SilverTrain
Legendary Member
I guess if you choose to not look at facts, stick your head in the sand and squeeze your eyelids together as hard as you can, you'd come to your conclusion.
So here's a historical overview for your education:
The tax cuts of the 1920s
Tax rates were slashed dramatically during the 1920s, dropping from over 70 percent to less than 25 percent. What happened? Personal income tax revenues increased substantially during the 1920s, despite the reduction in rates. Revenues rose from $719 million in 1921 to $1164 million in 1928, an increase of more than 61 percent.
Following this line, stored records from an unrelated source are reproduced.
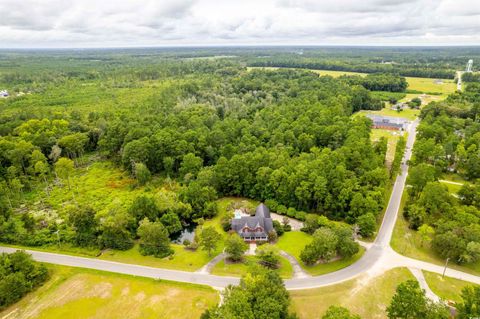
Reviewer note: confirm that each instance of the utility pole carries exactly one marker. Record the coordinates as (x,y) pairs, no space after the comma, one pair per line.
(445,269)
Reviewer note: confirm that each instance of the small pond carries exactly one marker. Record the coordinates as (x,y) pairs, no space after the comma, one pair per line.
(188,232)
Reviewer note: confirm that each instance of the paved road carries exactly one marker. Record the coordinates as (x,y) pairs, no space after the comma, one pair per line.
(378,258)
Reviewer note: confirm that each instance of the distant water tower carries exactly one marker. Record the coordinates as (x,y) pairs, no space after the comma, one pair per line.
(469,66)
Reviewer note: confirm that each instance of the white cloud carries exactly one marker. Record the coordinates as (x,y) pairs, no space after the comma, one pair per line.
(97,23)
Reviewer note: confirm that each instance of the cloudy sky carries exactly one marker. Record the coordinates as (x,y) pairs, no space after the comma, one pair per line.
(113,23)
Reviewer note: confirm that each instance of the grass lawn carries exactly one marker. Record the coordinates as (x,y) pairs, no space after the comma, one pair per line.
(239,269)
(428,85)
(452,182)
(452,188)
(392,138)
(293,243)
(82,293)
(446,288)
(182,259)
(408,242)
(409,114)
(425,85)
(368,298)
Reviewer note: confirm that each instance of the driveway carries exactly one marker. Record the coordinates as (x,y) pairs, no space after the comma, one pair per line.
(376,260)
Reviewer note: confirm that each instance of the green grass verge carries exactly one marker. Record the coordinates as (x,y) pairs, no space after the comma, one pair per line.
(446,288)
(293,243)
(239,269)
(366,297)
(408,242)
(409,114)
(182,259)
(82,293)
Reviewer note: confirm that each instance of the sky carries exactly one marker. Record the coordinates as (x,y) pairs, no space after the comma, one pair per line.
(134,23)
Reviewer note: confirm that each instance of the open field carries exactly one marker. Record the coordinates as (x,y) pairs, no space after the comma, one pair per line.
(101,185)
(446,288)
(81,293)
(367,297)
(409,243)
(392,138)
(239,269)
(425,85)
(293,243)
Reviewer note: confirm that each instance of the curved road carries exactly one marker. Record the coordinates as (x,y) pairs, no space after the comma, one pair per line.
(378,258)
According to then-Treasury Secretary Andrew Mellon:
The history of taxation shows that taxes which are inherently excessive are not paid. The high rates inevitably put pressure upon the taxpayer to withdraw his capital from productive business and invest it in tax-exempt securities or to find other lawful methods of avoiding the realization of taxable income. The result is that the sources of taxation are drying up; wealth is failing to carry its share of the tax burden; and capital is being diverted into channels which yield neither revenue to the Government nor profit to the people.
The Kennedy tax cuts
President Hoover dramatically increased tax rates in the 1930s and President Roosevelt compounded the damage by pushing marginal tax rates to more than 90 percent. Recognizing that high tax rates were hindering the economy, President Kennedy proposed across-the-board tax rate reductions that reduced the top tax rate from more than 90 percent down to 70 percent. What happened? Tax revenues climbed from $94 billion in 1961 to $153 billion in 1968, an increase of 62 percent (33 percent after adjusting for inflation).
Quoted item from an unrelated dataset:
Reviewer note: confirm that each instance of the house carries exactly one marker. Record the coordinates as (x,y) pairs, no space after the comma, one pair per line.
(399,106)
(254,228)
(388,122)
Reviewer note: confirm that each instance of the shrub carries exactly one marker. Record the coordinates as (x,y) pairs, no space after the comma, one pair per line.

According to President John F. Kennedy:
Our true choice is not between tax reduction, on the one hand, and the avoidance of large Federal deficits on the other. It is increasingly clear that no matter what party is in power, so long as our national security needs keep rising, an economy hampered by restrictive tax rates will never produce enough revenues to balance our budget just as it will never produce enough jobs or enough profits In short, it is a paradoxical truth that tax rates are too high today and tax revenues are too low and the soundest way to raise the revenues in the long run is to cut the rates now.
The Reagan tax cuts
Thanks to "bracket creep," the inflation of the 1970s pushed millions of taxpayers into higher tax brackets even though their inflation-adjusted incomes were not rising. To help offset this tax increase and also to improve incentives to work, save, and invest, President Reagan proposed sweeping tax rate reductions during the 1980s. What happened? Total tax revenues climbed by 99.4 percent during the 1980s, and the results are even more impressive when looking at what happened to personal income tax revenues. Once the economy received an unambiguous tax cut in January 1983, income tax revenues climbed dramatically, increasing by more than 54 percent by 1989 (28 percent after adjusting for inflation).
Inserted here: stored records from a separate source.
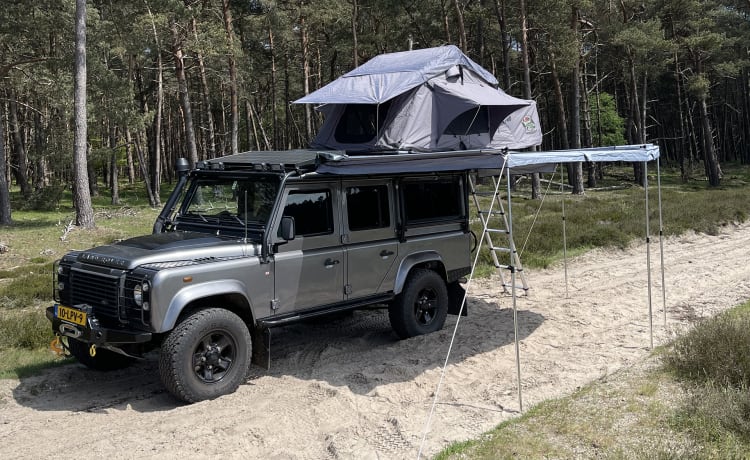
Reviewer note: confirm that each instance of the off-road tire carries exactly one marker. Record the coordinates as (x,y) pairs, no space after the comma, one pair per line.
(422,305)
(103,359)
(206,356)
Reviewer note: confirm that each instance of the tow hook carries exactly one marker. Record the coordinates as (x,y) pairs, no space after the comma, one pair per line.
(56,346)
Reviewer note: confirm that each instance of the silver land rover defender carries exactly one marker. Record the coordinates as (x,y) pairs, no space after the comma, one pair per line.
(258,240)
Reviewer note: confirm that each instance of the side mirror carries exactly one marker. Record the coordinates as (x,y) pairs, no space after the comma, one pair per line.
(286,230)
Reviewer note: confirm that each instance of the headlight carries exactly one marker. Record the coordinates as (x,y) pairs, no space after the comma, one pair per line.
(138,295)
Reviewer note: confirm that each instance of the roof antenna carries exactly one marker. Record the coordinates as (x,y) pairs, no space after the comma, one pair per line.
(244,217)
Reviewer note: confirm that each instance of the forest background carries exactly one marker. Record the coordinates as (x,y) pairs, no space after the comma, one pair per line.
(203,79)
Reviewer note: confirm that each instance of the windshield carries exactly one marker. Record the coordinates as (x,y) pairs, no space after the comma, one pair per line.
(230,203)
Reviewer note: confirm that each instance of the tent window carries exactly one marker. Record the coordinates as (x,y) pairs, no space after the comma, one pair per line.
(312,212)
(360,122)
(473,121)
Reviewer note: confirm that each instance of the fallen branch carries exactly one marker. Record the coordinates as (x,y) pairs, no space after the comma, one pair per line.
(68,228)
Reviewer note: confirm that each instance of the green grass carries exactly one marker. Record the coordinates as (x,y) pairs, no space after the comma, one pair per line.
(34,242)
(611,218)
(616,218)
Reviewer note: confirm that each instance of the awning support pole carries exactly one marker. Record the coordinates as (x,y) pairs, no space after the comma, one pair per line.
(648,256)
(513,290)
(661,244)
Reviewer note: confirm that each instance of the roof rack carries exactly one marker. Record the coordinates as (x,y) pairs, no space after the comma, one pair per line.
(270,161)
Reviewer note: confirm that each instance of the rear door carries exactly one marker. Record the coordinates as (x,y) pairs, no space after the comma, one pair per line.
(309,270)
(369,234)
According to then-U.S. Representative Jack Kemp (R-NY), one of the chief architects of the Reagan tax cuts:
At some point, additional taxes so discourage the activity being taxed, such as working or investing, that they yield less revenue rather than more. There are, after all, two rates that yield the same amount of revenue: high tax rates on low production, or low rates on high production.
I know, I know, it is unfair of me to confuse you with facts.
Not sure from whence you cooked up your "facts" (citations?).